Acontecimentos em que forças da ordem disparam tiros em rajada e é assassinado um número significativo de pessoas exigem uma investigação formal, sobretudo quando surgem testemunhas oculares a afirmar que presenciaram um massacre. Não é uma palavra fácil, é uma palavra incómoda.

Nos últimos meses, têm-se sucedido casos impressionantes de prepotência por parte das forças de segurança, diante dos quais é revelada a impotência – para não dizer pior – das autoridades judiciais. Chegar a hora de exigir intervenção imediata a outro nível.

Angola aderiu à Carta Africana dos Direitos do Homem e dos Povos em 1990. Essa Carta instituiu a Comissão Africana dos Direitos do Homem e dos Povos. Esta Comissão tem por objectivo “promover os direitos do Homem e dos povos” e “assegurar a respectiva protecção em África”; é composta por 11 peritos independentes.
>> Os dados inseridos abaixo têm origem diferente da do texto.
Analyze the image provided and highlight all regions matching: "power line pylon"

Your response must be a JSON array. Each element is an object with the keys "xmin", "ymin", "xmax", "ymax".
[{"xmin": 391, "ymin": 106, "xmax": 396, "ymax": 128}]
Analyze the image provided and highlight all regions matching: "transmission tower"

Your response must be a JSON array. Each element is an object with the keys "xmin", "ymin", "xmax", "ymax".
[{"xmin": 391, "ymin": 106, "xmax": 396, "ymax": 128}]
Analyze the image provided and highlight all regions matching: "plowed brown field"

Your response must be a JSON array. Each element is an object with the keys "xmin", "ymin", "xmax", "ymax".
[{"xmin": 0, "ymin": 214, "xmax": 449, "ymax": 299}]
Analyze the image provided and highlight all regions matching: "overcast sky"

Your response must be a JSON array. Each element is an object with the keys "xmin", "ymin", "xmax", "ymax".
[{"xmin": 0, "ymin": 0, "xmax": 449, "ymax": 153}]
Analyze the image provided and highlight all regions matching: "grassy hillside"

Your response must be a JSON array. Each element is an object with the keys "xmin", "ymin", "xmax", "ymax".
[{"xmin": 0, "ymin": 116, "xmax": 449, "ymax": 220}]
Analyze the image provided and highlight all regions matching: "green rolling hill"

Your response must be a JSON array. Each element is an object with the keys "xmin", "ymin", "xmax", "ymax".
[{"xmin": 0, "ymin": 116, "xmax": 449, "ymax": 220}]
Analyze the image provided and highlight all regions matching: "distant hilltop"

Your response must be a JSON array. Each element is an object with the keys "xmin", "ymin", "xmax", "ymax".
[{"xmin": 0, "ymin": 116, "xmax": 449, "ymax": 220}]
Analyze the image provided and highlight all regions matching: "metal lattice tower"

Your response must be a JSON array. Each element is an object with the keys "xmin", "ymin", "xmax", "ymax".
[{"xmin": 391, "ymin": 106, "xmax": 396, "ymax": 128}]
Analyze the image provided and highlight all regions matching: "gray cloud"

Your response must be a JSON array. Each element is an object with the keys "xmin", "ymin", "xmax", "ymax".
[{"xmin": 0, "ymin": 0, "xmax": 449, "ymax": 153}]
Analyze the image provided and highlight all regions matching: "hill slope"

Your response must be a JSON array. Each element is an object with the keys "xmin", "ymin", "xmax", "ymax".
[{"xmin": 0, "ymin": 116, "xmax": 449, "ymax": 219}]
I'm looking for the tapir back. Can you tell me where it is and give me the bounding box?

A Comissão recebe queixas por parte de Estados e de outras entidades, designadamente particulares, e tem o dever e a obrigação de escrutinar essas queixas. Quer os Estados quer os indivíduos em nome particular, obedecendo a determinados requisitos que constam da Carta, podem dirigir-se à Comissão; caso se suspeite de que as suas queixas referenciam ou indiciam um conjunto de violações graves ou maciças dos direitos do homem, a Comissão tem de alertar a Conferência dos Chefes de Estado e de Governo para tais situações. Por sua vez, a Conferência entenderá se deve solicitar à Comissão “que proceda, quanto a essas situações, a um estudo aprofundado e que a informe através de um relatório pormenorizado, contendo as suas conclusões e recomendações”. Não se pode dizer que seja um mecanismo juridicamente muito operativo, mas tem a grande vantagem de levantar a discussão em África, entre africanos, dos problemas subjacentes aos direitos humanos em Angola – sobretudo a identificação da ocorrência de um massacre, que poderá depois ser referenciado para o Tribunal Penal Internacional, que já dispõe de competências coactivas e mais abrangentes.
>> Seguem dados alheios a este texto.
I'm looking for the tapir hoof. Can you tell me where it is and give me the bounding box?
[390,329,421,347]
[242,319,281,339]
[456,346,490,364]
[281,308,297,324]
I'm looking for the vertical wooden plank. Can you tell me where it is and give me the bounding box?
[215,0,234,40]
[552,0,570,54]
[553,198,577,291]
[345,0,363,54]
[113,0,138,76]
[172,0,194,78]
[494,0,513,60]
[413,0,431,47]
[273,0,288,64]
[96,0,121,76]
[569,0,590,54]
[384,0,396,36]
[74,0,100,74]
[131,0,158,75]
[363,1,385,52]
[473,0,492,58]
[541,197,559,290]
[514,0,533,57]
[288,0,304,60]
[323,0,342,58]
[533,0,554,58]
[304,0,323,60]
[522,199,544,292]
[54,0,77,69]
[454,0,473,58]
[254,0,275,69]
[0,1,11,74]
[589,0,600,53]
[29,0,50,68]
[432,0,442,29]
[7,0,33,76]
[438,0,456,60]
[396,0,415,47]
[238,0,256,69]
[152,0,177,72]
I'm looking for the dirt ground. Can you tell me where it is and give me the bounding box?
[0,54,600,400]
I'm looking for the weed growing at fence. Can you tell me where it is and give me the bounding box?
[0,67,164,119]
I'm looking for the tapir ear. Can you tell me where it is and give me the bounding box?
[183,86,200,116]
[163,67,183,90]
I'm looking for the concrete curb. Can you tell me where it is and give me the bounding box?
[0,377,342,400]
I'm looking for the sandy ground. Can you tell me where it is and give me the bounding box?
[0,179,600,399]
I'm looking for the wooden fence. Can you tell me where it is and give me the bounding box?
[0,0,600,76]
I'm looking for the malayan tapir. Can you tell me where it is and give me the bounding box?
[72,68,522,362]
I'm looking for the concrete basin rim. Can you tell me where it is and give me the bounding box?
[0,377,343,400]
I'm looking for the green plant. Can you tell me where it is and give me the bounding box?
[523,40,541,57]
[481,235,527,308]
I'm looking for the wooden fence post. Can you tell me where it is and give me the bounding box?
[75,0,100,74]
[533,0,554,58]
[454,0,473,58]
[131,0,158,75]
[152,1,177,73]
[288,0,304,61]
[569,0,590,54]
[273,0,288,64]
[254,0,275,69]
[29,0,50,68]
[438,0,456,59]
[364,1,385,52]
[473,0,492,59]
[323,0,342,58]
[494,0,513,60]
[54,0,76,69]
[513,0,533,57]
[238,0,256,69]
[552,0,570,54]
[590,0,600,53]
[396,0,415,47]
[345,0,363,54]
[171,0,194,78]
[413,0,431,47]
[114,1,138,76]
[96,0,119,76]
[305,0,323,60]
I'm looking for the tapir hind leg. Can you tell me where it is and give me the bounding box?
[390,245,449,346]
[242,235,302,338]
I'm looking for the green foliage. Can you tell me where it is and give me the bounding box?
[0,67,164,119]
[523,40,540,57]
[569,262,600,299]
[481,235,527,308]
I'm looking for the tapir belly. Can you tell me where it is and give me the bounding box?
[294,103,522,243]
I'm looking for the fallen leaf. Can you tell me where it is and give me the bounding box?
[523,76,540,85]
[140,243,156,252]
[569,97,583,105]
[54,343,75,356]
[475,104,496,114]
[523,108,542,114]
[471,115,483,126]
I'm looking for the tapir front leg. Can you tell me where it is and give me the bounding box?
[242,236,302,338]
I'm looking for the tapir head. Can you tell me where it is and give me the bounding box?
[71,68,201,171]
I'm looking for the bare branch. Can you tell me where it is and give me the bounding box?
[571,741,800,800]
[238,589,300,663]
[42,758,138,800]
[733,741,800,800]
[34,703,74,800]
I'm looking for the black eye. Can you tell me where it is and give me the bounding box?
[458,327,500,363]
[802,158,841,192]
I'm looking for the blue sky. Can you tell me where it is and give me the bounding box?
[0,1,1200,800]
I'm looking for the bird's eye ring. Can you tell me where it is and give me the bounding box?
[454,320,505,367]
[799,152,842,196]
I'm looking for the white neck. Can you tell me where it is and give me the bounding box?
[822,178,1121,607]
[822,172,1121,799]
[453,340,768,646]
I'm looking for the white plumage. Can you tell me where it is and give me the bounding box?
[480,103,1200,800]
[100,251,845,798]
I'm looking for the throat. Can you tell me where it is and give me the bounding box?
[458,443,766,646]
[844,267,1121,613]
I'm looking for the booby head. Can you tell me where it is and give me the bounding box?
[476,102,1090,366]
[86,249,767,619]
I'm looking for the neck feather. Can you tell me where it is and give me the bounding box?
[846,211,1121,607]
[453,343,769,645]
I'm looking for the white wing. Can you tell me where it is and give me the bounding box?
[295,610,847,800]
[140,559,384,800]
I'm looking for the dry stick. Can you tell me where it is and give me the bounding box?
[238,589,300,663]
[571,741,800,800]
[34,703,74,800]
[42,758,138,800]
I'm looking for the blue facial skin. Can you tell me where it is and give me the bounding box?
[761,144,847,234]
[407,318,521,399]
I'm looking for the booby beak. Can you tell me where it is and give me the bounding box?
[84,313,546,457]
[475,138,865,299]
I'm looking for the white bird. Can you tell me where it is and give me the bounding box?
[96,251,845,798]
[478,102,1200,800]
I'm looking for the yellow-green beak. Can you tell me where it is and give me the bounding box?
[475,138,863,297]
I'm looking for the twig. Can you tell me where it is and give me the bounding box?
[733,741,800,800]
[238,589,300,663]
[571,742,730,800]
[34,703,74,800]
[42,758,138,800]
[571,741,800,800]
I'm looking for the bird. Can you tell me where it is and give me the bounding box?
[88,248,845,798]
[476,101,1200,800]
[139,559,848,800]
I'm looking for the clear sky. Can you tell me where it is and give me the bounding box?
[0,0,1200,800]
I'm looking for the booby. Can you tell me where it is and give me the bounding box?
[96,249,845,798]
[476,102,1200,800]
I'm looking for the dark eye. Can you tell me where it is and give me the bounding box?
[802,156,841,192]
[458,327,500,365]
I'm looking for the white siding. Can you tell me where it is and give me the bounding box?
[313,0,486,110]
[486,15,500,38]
É, portanto, absolutamente necessário que as organizações da sociedade civil e de protecção dos direitos humanos que operam em Angola levantem a questão da ocorrência de um massacre, já denominado massacre do Monte Sumi, junto das instâncias africanas, para que isso conduza à instauração das investigações adequadas, de modo a apurar-se e compreender-se exactamente o que se passou.

É um dever passar à acção e requerer à Comissão Africana dos Direitos Humanos a investigação do massacre do Monte Sumi.